Open AccessA β-catenin gradient links the clock and wavefront systems in mouse embryo segmentation
Author(s) -
Alexander Aulehla,
Winfried Wiegraebe,
Valérie Baubet,
Matthias Wahl,
ChuXia Deng,
Makoto Mark Taketo,
Mark Lewandoski,
Olivier Pourquié
Publication year - 2007
Publication title -
nature cell biology
Language(s) - English
Resource type - Journals
SCImago Journal Rank - 11.38
H-Index - 369
eISSN - 1476-4679
pISSN - 1465-7392
DOI - 10.1038/ncb1679
Subject(s) - wnt signaling pathway , biology , microbiology and biotechnology , paraxial mesoderm , embryonic stem cell , circadian clock , embryo , segmentation , mesoderm , neuroscience , signal transduction , genetics , computer science , circadian rhythm , artificial intelligence , gene
Rhythmic production of vertebral precursors, the somites, causes bilateral columns of embryonic segments to form.

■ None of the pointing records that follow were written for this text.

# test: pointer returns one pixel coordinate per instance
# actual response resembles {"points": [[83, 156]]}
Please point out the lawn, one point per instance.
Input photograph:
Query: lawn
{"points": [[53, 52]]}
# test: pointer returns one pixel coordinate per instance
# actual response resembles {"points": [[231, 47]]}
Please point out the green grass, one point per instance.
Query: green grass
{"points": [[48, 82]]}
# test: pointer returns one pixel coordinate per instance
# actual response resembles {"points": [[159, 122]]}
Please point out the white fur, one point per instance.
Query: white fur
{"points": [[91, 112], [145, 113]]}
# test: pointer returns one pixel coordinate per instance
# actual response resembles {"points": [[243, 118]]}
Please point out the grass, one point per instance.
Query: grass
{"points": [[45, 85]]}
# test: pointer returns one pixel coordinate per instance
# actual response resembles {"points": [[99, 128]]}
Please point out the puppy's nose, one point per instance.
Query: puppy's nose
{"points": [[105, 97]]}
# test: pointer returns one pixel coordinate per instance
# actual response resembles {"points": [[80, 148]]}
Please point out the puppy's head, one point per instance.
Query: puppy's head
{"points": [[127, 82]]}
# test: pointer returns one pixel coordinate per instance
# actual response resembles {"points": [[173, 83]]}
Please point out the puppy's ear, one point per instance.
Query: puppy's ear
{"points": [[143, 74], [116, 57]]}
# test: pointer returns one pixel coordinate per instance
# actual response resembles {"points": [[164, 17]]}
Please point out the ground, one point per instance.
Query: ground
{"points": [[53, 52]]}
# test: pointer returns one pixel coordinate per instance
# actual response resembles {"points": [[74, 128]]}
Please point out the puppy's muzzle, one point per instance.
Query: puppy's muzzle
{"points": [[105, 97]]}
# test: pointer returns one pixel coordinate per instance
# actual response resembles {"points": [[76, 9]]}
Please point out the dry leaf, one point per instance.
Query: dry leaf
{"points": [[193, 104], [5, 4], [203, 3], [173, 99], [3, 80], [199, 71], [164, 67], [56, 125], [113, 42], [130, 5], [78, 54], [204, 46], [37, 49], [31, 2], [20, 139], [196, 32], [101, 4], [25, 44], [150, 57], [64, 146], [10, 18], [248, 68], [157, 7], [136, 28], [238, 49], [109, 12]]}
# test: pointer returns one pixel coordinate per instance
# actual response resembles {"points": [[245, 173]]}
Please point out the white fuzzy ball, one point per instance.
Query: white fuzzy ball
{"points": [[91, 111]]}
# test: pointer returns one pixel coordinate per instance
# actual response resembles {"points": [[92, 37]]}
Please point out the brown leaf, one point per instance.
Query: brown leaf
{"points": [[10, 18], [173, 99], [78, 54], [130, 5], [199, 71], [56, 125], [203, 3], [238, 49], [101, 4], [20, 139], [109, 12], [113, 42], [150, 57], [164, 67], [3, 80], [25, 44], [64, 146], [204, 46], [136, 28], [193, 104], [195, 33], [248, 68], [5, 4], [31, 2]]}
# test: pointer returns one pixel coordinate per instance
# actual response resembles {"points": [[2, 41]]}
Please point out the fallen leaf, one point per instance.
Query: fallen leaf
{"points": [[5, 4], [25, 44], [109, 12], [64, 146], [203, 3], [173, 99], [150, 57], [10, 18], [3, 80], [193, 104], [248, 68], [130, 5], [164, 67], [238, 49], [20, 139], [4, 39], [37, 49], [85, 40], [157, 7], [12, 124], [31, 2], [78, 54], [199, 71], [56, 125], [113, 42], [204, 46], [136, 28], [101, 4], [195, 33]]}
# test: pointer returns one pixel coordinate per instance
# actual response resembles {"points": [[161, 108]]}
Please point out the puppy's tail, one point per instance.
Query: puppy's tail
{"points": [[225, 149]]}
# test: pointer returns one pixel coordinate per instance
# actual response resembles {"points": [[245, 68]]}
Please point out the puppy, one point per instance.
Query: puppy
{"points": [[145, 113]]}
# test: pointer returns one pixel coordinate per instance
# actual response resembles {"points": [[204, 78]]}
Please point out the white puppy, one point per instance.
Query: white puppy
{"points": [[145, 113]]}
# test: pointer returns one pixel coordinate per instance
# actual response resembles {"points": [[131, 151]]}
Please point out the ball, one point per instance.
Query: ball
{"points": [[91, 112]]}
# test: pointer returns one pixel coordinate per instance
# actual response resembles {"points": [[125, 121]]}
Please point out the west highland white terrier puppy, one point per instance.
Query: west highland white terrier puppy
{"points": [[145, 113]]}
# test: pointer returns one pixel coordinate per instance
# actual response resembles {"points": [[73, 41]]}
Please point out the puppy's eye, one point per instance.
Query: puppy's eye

This process involves a molecular oscillator--the segmentation clock--whose signal is translated into a spatial, periodic pattern by a complex signalling gradient system within the presomitic mesoderm (PSM). In mouse embryos, Wnt signalling has been implicated in both the clock and gradient mechanisms, but how the Wnt pathway can perform these two functions simultaneously remains unclear. Here, we use a yellow fluorescent protein (YFP)-based, real-time imaging system in mouse embryos to demonstrate that clock oscillations are independent of beta-catenin protein levels. In contrast, we show that the Wnt-signalling gradient is established through a nuclear beta-catenin protein gradient in the posterior PSM. This gradient of nuclear beta-catenin defines the size of the oscillatory field and controls key aspects of PSM maturation and segment formation, emphasizing the central role of Wnt signalling in this process.